Most wait until winter to do this, but I do mine right away. For starters, with all the new growth of spring, my raspberry patch has become a jungle. I order to get a better look at what I’ve got going on there, I prune.
First, let me clarify. My canes are summer bearing. I get only one crop of raspberries each year. This makes my job a little easier when it comes to pruning. I simply cut away the canes that have already produced fruit. I do it after harvest because it is easiest for me to see what canes have fruited and what canes have not. Next year’s crop will grow on the new shoots of this year.
I remember the raspberry pruning mantra, “If it’s brown, cut it down.” Into the yard waste bag those canes go. I don’t like to compost thorny things. I ran into a not yet decomposed rose trunk in a compost pile once and cut myself badly. I’ll let the city and their heavy machinery compost my canes for me.

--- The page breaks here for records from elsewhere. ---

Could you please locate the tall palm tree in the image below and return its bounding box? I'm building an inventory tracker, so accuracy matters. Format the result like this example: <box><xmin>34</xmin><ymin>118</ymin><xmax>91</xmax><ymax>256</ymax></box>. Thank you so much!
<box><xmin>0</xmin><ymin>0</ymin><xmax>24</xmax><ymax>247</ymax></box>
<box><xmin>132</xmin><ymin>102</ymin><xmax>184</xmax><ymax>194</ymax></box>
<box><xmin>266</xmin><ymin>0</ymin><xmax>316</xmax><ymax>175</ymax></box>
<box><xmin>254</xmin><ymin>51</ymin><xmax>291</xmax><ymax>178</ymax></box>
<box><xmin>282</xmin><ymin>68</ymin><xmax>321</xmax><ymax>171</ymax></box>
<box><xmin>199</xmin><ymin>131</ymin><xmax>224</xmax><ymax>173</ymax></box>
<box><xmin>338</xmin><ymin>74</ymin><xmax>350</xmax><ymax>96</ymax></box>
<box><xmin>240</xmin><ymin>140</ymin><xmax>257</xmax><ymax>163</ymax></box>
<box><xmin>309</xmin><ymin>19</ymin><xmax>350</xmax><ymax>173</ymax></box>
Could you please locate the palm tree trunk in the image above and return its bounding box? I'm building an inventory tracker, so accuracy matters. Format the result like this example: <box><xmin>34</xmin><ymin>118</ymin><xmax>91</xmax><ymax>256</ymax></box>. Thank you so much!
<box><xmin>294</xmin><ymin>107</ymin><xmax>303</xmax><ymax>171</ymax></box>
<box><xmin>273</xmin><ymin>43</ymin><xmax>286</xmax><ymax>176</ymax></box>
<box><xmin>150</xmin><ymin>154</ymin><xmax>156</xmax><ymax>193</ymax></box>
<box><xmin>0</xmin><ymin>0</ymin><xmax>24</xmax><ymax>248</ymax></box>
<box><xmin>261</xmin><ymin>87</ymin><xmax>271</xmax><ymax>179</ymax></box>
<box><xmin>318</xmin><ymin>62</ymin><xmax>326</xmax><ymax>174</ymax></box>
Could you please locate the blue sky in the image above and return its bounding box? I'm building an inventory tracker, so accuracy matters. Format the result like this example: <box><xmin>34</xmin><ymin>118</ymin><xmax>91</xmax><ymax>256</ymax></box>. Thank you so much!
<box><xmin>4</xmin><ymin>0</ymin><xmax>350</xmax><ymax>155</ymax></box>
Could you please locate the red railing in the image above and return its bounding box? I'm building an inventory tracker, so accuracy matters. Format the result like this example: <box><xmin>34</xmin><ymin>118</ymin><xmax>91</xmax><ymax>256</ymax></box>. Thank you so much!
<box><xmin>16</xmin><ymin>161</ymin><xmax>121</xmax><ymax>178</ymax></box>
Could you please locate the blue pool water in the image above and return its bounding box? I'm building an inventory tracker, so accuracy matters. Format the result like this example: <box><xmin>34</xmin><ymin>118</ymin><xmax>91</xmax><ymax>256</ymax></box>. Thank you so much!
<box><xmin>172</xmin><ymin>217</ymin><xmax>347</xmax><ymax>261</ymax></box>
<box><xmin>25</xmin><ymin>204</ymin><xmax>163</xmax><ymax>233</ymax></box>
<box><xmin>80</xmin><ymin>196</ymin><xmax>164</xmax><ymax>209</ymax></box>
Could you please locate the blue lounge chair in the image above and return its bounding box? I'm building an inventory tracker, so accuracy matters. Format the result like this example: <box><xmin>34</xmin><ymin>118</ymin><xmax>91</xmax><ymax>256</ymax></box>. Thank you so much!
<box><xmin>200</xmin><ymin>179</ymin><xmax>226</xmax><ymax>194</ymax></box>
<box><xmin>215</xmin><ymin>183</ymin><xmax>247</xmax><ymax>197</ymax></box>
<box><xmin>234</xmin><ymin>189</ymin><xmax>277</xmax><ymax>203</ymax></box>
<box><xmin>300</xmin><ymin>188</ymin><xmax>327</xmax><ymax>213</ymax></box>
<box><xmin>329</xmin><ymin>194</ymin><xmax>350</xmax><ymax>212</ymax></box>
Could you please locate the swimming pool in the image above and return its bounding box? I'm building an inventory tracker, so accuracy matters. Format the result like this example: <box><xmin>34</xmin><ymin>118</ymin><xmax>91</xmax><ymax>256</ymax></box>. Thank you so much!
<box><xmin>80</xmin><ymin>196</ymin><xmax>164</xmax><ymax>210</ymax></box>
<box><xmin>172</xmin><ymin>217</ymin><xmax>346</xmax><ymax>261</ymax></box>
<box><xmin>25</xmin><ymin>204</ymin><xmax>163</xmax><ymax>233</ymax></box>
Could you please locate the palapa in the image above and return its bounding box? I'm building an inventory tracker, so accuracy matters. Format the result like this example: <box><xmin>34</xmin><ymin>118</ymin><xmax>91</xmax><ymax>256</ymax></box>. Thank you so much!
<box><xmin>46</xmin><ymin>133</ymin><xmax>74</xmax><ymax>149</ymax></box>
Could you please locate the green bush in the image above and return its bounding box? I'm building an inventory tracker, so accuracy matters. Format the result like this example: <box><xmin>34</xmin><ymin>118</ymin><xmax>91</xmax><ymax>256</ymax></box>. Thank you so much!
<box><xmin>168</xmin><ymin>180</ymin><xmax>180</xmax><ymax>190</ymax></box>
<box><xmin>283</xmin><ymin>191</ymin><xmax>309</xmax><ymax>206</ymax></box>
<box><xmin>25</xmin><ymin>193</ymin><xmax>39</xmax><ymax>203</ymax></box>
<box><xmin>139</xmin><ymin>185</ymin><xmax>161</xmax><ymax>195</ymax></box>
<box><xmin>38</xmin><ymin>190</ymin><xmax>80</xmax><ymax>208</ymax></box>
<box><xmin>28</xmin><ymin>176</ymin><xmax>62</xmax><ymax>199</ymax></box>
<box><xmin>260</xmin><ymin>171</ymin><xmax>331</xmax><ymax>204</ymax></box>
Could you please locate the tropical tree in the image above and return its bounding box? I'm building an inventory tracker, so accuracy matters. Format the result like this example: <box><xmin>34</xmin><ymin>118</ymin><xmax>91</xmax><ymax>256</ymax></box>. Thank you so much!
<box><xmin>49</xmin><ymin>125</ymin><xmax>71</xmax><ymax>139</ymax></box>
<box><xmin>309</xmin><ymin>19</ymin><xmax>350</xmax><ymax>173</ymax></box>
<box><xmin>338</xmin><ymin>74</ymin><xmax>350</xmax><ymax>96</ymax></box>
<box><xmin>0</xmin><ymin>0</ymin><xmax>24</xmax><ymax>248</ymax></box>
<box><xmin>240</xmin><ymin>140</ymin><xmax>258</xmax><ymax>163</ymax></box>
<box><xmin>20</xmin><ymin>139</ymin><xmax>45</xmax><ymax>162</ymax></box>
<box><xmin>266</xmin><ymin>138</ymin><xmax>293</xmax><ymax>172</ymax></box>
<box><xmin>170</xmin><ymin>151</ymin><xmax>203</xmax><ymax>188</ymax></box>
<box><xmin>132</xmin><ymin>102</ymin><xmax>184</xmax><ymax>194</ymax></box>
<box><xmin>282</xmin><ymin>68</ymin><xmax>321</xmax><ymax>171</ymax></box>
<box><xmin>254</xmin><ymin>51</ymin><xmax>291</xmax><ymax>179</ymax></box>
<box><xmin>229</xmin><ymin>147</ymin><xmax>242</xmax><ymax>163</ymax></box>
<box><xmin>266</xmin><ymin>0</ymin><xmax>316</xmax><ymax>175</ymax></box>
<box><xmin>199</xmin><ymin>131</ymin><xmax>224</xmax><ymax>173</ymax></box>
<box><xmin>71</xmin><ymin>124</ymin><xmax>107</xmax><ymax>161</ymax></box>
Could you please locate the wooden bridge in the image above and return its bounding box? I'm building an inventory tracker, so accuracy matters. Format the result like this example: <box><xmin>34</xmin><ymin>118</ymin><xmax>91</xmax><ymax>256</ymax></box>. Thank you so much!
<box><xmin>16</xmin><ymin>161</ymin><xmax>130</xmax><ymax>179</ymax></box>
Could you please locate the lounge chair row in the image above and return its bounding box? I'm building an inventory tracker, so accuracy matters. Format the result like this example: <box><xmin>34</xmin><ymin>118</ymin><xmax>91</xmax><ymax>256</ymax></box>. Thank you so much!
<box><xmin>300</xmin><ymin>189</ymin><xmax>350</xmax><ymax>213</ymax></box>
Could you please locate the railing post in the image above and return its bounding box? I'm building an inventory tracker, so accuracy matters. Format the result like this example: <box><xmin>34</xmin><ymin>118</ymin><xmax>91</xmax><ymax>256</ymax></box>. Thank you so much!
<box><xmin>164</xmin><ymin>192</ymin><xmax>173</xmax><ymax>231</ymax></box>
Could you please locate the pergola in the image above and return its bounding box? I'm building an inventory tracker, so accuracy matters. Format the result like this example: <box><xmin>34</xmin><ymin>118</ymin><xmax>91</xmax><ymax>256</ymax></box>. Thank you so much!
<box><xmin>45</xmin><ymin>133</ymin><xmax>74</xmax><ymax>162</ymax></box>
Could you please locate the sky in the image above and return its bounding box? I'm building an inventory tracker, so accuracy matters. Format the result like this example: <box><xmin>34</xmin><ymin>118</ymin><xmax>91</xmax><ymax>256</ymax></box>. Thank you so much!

Once everything brown is cleared, I check for anything growing outside my raspberry patch domain. Raspberries multiply by sending out suckers and I am pretty sure that they would take over the planet, given half the chance. I dig up any suckers that are out of line and pass them on to a friend in need of a raspberry patch. There’s no need to be stingy with raspberries. There will always be more coming up in the path, in the rhubarb, in the tomatoes. Those canes will get dug up and will go to my daughter’s own raspberry patch so she and her friends can eat until their bellies bust.